October 18, 2010
So there’s this whole discussion about the rent/buy ratio in the real estate world. Basically, it compares the costs of renters to those of owners. When they become very misaligned, it usually indicates that the housing market is out of whack.
According to the Globe and Mail:
Canadian house prices rebounded from the recession, hitting a fresh record in May and brining the buy/rent ratio to about 1.85x. That means that mortgages are increasingly difficult to afford compared to rent, as house prices increase and rents remain stable.
Uh-oh, right? Wrong! While the rent/buy ratio was frighteningly high before the last major plunge in 1989 (3.6x in Toronto), that doesn’t mean that we’re due for another 30% devaluation.

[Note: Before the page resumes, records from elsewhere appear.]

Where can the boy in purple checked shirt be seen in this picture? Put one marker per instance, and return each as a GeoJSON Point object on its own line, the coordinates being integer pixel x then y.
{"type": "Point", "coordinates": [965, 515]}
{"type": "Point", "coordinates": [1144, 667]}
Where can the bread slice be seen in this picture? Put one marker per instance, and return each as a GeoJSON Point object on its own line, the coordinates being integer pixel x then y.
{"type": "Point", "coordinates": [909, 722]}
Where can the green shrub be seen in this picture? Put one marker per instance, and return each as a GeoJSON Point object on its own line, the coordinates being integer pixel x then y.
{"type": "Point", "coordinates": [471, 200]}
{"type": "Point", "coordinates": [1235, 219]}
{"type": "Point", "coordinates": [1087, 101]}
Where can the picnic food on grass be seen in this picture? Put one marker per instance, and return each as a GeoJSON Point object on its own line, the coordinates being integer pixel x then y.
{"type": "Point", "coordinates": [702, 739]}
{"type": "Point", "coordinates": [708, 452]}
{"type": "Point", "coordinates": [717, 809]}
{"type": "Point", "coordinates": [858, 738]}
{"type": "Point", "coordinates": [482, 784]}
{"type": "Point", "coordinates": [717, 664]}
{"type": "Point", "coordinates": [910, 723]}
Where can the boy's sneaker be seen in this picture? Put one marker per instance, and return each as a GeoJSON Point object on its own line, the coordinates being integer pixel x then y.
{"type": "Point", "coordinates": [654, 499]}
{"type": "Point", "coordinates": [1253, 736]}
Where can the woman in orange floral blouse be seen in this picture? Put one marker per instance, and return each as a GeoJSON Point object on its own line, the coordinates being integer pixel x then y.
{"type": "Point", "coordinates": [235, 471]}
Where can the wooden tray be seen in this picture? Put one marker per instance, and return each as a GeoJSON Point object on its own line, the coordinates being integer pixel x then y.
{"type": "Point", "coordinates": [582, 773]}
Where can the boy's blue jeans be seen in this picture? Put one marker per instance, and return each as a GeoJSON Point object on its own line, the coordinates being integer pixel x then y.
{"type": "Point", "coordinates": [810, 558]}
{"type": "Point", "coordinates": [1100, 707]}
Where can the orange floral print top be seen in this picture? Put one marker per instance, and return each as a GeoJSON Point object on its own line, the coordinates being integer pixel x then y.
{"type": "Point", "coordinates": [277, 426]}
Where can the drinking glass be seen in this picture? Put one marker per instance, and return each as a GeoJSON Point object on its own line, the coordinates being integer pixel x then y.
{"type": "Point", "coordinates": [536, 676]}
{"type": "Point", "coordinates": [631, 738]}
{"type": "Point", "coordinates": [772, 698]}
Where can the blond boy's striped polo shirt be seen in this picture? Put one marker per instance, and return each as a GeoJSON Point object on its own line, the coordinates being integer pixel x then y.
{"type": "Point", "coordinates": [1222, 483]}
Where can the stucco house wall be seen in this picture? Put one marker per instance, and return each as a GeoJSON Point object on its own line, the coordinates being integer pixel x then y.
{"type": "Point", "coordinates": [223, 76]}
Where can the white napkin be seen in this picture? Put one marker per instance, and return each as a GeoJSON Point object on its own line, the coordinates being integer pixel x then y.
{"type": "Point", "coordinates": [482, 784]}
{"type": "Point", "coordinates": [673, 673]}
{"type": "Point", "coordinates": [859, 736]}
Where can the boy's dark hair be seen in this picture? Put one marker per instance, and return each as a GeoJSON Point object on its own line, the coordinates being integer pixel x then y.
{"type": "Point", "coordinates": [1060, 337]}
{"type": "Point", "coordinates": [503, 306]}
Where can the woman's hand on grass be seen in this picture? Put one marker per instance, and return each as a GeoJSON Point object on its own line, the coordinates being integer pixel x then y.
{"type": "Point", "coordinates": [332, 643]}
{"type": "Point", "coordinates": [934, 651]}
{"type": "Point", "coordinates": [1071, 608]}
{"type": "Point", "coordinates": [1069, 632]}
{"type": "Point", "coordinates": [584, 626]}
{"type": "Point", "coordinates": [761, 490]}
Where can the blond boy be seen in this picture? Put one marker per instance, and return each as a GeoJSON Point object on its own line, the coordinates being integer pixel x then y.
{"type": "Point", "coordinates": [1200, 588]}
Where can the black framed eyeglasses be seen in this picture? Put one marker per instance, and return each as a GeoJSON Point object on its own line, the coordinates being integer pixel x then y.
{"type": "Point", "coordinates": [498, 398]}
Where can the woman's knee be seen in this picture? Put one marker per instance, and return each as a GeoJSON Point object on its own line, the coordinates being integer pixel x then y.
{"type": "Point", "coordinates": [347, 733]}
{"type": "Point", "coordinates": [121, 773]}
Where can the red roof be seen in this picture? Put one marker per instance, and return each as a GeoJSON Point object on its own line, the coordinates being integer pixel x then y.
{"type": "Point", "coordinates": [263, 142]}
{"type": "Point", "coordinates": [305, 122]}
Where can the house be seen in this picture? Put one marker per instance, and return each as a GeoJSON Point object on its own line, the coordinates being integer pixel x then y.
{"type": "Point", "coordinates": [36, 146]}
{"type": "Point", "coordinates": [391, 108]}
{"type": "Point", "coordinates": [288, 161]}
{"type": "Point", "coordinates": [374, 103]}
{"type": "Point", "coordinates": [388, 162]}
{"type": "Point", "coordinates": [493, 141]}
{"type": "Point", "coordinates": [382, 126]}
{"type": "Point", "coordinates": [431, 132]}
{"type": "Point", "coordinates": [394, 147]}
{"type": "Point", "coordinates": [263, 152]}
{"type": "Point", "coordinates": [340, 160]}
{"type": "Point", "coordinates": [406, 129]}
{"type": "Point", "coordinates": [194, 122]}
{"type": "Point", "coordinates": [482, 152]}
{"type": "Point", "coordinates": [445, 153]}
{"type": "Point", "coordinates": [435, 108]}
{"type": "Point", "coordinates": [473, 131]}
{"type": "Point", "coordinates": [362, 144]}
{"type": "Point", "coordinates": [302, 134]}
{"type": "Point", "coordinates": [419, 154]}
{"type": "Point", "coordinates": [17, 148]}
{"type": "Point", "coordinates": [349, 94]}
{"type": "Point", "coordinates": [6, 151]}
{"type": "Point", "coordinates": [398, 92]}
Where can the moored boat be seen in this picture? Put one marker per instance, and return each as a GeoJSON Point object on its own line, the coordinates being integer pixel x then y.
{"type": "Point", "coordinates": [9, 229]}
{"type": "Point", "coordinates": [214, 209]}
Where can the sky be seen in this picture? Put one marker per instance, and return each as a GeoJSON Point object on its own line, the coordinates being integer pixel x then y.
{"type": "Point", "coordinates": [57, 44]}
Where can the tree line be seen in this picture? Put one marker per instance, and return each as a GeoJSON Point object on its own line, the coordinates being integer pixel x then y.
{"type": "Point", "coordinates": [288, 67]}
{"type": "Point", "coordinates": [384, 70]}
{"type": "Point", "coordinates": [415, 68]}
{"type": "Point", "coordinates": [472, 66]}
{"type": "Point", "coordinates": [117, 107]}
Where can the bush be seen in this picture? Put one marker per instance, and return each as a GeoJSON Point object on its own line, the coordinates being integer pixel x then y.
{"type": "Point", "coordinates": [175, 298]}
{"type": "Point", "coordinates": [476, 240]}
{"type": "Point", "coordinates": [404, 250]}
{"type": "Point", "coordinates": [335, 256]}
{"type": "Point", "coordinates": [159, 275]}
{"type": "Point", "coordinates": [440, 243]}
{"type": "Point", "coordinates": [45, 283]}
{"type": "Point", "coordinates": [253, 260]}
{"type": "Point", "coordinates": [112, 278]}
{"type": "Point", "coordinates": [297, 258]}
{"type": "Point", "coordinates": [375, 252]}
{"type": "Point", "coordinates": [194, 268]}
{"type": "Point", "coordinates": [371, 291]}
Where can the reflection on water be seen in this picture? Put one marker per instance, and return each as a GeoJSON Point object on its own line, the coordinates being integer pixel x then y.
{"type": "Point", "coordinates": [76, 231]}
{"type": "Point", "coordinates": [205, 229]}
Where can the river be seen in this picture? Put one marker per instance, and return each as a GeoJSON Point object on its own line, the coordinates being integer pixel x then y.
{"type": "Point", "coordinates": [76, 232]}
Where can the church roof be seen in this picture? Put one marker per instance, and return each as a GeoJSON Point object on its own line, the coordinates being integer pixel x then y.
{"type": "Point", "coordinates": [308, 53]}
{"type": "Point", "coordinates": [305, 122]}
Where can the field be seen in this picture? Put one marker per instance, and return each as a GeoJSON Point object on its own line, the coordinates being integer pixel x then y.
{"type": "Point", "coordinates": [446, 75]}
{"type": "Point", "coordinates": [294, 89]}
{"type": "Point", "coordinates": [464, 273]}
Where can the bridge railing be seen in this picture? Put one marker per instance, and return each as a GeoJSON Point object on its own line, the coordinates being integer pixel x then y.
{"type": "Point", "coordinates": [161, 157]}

Here’s the reason. Rent isn’t allowed to increase very quickly. Many provinces control the rate with which rent can increase. Quebec has some pretty intense rent control laws. In Ontario, landlords can increase their rent at a rate of 2.1% per annum. With some areas of Toronto experiencing 30% gains in the past year, it’s no wonder rental costs hasn’t been able to keep up.
Essentially, rent isn’t subject to the same laws of supply and demand that home values are. I don’t want to sound like a government hater, because I’m not. I think there is definitely a place for rent control laws in our country, but it might not be the best predictor for a real estate crash.